We constantly hear about protein – how important it is for building muscle and losing weight, how we’re not getting enough of it, how it’s possible to have too much, the merits of plant-based versus animal-based protein, and on and on.
But here’s something we don’t hear about a lot – how to tell if our bodies are digesting all that protein effectively.
It’s great if we’re consuming the right amount of protein, but if our bodies aren’t using it properly, it’s not doing us as much good as it could.
“Even though we may eat tons of protein, a healthy body does a good job of utilizing the protein it needs and getting rid of the protein that it doesn't need,” explains Amanda A. Kostro Miller, RD, LDN, who serves on the advisory board for Smart Healthy Living.
“Enzymes are responsible for digesting specific nutrients, including protein. Some people may not be digesting and absorbing certain proteins efficiently and the body will indicate a potential deficiency with certain physiological signs,” says Lisa Richards, a nutritionist and author of The Candida Diet.
She says mood changes can be an early sign that you’re not digesting protein effectively, as well as swelling of the feet, which can indicate poor protein digestion because albumin, a protein in blood, is responsible for reducing fluid buildup.

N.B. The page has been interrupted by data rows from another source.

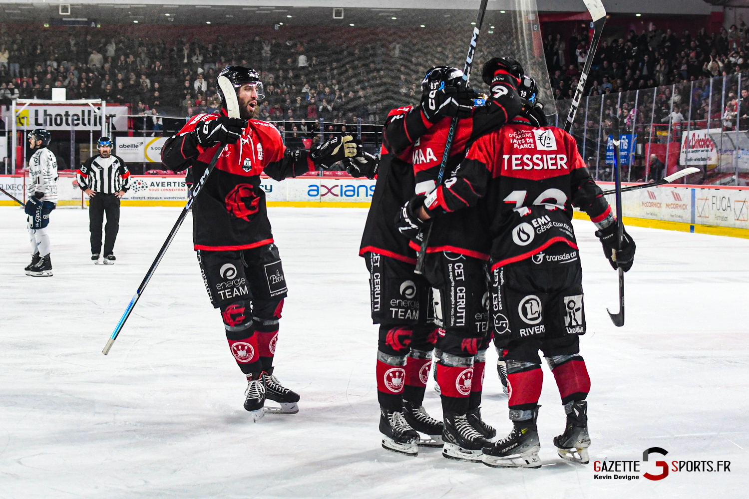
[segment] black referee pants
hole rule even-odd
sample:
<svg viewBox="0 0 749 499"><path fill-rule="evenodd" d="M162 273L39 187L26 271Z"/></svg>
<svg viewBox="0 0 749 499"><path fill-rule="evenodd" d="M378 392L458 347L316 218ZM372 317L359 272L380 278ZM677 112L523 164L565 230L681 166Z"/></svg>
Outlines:
<svg viewBox="0 0 749 499"><path fill-rule="evenodd" d="M120 230L120 200L113 194L97 192L88 202L88 228L91 232L91 254L101 253L101 224L106 212L106 227L104 230L104 256L115 249L115 240Z"/></svg>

Other proteins we might be able to visually tell we’re lacking include elastin, keratin and collagen, which make up our hair, skin, and nails. “Loss or thinning in these areas could indicate you are not digesting protein effectively,” Richards says, adding that nausea and gas can also signal difficulty digesting protein.

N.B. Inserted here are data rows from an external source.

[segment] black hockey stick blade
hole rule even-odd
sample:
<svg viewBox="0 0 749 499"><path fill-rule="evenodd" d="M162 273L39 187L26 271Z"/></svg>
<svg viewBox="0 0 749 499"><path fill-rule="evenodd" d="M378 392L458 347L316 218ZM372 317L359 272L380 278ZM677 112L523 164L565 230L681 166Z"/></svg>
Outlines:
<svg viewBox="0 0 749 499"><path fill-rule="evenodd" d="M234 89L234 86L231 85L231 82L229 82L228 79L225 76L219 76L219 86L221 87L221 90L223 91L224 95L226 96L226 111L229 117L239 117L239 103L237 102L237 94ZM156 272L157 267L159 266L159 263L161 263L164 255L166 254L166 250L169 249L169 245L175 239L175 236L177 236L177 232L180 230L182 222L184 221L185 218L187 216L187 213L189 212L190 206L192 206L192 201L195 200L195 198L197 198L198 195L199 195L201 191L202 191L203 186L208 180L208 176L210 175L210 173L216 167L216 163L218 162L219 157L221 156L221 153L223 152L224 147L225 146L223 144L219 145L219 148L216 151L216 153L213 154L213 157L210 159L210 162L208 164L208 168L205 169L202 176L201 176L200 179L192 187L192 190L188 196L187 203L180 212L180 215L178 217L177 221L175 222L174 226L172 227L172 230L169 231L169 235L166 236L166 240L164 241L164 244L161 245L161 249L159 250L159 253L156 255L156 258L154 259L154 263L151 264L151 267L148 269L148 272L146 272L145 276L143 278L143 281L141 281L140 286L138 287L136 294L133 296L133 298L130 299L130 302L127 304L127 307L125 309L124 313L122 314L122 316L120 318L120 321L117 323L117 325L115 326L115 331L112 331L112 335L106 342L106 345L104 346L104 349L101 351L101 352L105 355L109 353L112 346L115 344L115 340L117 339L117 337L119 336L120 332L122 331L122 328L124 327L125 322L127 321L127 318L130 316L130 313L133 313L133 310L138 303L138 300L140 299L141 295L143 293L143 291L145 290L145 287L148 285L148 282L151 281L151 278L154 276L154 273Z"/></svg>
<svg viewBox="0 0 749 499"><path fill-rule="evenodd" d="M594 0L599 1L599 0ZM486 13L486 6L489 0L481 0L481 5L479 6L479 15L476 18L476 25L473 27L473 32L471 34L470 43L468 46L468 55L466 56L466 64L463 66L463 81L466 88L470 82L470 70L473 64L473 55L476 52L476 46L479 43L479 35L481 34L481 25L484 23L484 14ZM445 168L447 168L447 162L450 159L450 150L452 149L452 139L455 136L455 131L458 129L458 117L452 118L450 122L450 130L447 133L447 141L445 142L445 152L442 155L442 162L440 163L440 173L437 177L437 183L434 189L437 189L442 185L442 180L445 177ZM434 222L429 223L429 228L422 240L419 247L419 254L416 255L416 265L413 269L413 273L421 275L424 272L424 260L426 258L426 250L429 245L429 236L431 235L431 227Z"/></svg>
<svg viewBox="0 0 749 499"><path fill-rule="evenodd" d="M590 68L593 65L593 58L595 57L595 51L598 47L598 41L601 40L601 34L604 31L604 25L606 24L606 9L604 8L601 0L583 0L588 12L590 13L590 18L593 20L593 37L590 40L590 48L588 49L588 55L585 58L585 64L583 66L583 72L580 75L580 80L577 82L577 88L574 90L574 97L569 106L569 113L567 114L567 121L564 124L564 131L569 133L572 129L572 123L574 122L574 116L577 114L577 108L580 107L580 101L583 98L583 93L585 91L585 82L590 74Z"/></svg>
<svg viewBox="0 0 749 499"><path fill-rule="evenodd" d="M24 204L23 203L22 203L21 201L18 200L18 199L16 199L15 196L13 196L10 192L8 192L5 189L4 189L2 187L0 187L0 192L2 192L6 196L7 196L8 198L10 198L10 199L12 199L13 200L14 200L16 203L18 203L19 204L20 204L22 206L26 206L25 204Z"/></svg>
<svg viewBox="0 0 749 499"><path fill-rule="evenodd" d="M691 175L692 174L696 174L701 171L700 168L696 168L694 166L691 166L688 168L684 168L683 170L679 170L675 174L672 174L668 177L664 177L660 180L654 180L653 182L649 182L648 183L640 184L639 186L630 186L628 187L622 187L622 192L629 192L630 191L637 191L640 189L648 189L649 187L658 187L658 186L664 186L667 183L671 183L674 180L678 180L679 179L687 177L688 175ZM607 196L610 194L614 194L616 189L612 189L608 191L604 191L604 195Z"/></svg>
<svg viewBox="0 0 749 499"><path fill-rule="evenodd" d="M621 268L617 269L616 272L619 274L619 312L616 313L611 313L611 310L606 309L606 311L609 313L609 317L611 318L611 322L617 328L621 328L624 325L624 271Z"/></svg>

Kostro Miller elaborates on other signs that you may not be eating enough protein for your body’s needs, or that you are eating enough protein, but it’s not being digested properly:
- Dull hair/lack of shine
- Hair that can be plucked without pain
- Muscle loss or wasting in the temples, hands, clavicle or around the knees
- Frequent diarrhea
Kostro Miller notes that these symptoms can also occur when someone is suffering from a calorie or energy deficiency, or could be caused by other underlying health conditions. If you are experiencing any of these symptoms, she recommends seeing a doctor.
Getting enough protein
“The primary way to make sure you are getting in adequate protein is to ensure you are getting in all the essential amino acids. Out of 20 amino acids, there are nine that the body cannot make on its own, making it essential that they are consumed through the diet,” Richards says.
Every protein-rich food – think meat, eggs, beans, nuts, etc. – Kostro Miller explains, has a different amino acid profile. “Your body makes some, but not all, of the amino acids that you need. That’s why you need to diversify your protein intake as much as possible.” By eating a range of protein-rich foods, you’ll ensure you get a wider array of essential amino acids in your diet.
“Plant-based protein combinations that contain all essential nine amino acids are known as complete proteins. By combining certain foods, the vegan dieter can ensure they are taking in the right type and amount of protein. All animal-based proteins are considered complete proteins,” Richards explains.
To determine a person’s adequate protein requirement, she says the standard formula is: 0.8 grams of protein per kilogram of body weight.